Four points from our four big games (Liverpool, Newcastle, l’Arse and Man Utd) is a tad below par, and the gap to the ‘orrible lot down the road has shrunk accordingly, but even the most pessimistic, nihilistic doom-mongerers of our clan are struggling to whip themselves into a genuine frenzy regarding our two consecutive defeats. Disappointing for sure, but not much more. That said, the phlegmatic approach would dissipate sharpish if our cheery odyssey were to unravel further at Goodison today. Losing to l’Arse and Utd is understandable, but our Top Four (Three) credentials darn well demand that normal service is resumed pronto – and continued in the coming weeks. Battling draws at mid-table teams are tommyrot now – we need to return to that swift, fizzing passing style, and the games will win themselves accordingly.
‘Arry’s Lexical Ambiguities
David Moyes has celebrated his 10 years in charge at Everton (crikey) as anyone would, by striking a gentleman’s agreement with our glorious leader, to the effect that Monsieur Saha will not feature today. However, ‘Arry has indicated that there is one small caveat to this agreement – in that it will not apply if he decides to pick Saha after all. Apart from stretching the definition of “gentleman’s agreement” beyond anything any self-respecting lexicographer has ever previously contemplated, the selection of Saha would be jolly rotten luck upon Jermain Defoe, who could probably score a five-minute hat-trick, solve the economic crisis and cure cancer within one substitute appearance, only to find himself overlooked again in the following game.
Injury News and the World’s Slowest Makeshift Right Wingers
On the injury that front poor blighter Michael Dawson and the various bits of ligament floating around his leg are out for the season, which makes the return to squad duty of William Gallas frightfully well-timed. If you pardon the cruel bluntness, of greater concern for this afternoon’s jamboree is the absence of One Aaron Lennon and the balance he provides. It seems a lifetime ago now, but once upon a time Bale and Lennon would scamper up and down the left and right wings respectively, allowing opposing defences barely a moment’s rest. These days Bale and his ego roam wherever they please in the ongoing bid to become the new Cristiano Ronaldo, to occasional devastating effect, but quite often to the end of a cul-de-sac. In the absence of Lennon we will presumably attempt once more to use absolute stasis rather than breakneck speed on the right wing, via the heavy legs of VDV or Kranjcar.

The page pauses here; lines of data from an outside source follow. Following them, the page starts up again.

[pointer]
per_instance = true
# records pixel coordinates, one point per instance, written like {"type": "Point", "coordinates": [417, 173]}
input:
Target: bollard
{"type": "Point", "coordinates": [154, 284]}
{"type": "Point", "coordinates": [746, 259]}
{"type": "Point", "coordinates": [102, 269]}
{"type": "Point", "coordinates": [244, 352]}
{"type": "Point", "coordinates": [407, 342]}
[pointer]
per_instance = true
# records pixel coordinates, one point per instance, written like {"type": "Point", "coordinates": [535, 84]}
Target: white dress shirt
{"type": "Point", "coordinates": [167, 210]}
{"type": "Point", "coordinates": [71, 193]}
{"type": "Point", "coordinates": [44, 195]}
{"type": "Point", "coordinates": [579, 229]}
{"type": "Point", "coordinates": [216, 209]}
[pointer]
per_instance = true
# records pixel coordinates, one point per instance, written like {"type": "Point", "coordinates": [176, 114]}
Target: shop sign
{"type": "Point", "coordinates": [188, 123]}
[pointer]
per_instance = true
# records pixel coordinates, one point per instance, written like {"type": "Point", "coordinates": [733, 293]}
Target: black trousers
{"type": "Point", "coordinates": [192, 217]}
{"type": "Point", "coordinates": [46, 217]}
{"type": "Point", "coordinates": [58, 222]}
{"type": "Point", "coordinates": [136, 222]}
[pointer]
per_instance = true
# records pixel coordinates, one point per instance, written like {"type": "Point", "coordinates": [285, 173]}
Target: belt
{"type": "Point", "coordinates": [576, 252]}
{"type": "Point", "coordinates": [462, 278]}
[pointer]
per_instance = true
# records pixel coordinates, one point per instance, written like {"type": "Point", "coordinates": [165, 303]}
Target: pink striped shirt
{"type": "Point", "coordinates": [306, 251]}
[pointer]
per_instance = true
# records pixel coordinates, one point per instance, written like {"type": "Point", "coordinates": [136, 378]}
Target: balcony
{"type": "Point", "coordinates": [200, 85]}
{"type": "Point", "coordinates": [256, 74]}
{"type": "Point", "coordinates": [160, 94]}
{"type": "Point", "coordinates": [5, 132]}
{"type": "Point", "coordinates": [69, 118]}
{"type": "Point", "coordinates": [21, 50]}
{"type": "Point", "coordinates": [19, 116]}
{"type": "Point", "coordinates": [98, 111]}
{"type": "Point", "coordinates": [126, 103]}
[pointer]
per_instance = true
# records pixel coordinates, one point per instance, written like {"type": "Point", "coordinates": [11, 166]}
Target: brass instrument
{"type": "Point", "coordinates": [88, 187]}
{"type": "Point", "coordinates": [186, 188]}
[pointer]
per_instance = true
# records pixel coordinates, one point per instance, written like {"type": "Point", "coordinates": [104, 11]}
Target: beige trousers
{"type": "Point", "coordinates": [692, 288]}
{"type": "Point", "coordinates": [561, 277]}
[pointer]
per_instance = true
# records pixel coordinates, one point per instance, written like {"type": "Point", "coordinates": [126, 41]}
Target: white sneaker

That aside, the usual striking concerns need to be addressed by ‘Arry; someone needs to get the crayons out and give the back-four some nice illustrated examples of the causal relationships between ball, opponents, net et cetera; and glory be, Scott Parker returns to the middle. It has been the best of times (Newcastle) and the worst of times (l’Arse) in recent weeks, but champagne football has been our norm this season, home and away, and a return to this vintage would suffice today.